I was humiliated, and got back in the car, sinking low and hiding my face.
We began to drive in silence. “What were you doing back there?” I finally asked, fuming.
“If I want to pay them, I can.”
“Mom. You just ruined their good deed. Who the hell are we? Just because they drive that truck doesn’t mean they don’t take pleasure in helping other people. It’s not all about money, and I know you like to do things for others. It makes you feel good. You just took that away from them.”
Standing in my freshly cut yard, I thanked King.
It’s the kind of thing you don’t see on TV about Detroit, little acts of kindness from people just like anyone else trying to live normal lives. It’s all fires or hipster bike shops, but rarely the little unsexy moments that make a healthy community, the long meetings, little gardens and lots of space, mowing grass that isn’t yours. It’s baling hay.
It’s having a terrible day and going to the post office only to have the lady behind the counter not take no for an answer until you accept the can of Coke, paid for with her own money, she hands you in h
opes of brightening your afternoon.
It’s going to the chicken-and-waffles restaurant and hearing a table of high-school-age girls singing in joy to a song on the radio, oblivious to anyone listening, and having the entire restaurant applaud at the song break.

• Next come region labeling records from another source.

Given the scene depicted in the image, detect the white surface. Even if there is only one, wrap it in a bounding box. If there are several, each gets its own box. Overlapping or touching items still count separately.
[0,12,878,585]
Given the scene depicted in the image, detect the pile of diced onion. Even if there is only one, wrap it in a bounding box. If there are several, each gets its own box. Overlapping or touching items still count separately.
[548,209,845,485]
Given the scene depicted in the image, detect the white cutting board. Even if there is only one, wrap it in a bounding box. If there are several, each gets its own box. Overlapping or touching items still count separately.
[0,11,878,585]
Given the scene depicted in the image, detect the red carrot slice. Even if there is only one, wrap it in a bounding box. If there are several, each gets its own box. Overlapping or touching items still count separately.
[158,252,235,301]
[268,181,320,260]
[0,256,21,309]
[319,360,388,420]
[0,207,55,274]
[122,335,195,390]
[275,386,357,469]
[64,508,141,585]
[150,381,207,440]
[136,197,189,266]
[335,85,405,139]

It was King mowing my grass.
It was showing up to the Labor Day party at the Terrys’ after missing the Mother’s Day one. Tents were erected on the lawn and the cooking utensils fired up. The DJ brought his gear and his crates of funk and blues and soul. Children ran around shouting or dancing in a line. The girls would twirl with their fathers, their hair freshly braided and tied with new bulbous rubber bands that looked like candy. The mothers sat around eating from heaping plates of ribs and greens and macaroni and cheese, salad, more ribs drowning in sweet sauce, fried fish, bread, steaming meatballs, lasagna, iced tea. They sat gently scolding anyone’s children running about, as fathers played football with their sons on the cut grass, and women clucked and ran around “fixing plates,” always fixing plates, “Can I fix you a plate?” “Let me fix you a plate,” “Sit down, son, I’ll fix you a plate,” as if the flatware were broken if it wasn’t heaping with food.
I found Mrs. Terry and paid my respects.
“Hey, Drew! Come on over!” She gestured for me to give her a hug, and I did. She called into the kitchen from the porch. “Jessica! Fix Drew here a plate.”
“Thank you.”
“Oh, thank me nothing.”
I sat with the old-timers while they passed a jug and told me stories about growing up in the South, about the time they had gotten lost in the forest and told the dog to go home and followed him back to safety, about the red dirt roads, the overflowing vegetation, the food. They spoke of leaving home and of work in the Detroit factories, how beautiful the city used to be, who lived in what houses, and the women who were stone-cold foxes in their day. Of a city that had allowed for an unprecedented amount of black wealth and homeownership, and the historical forces that stripped it all away.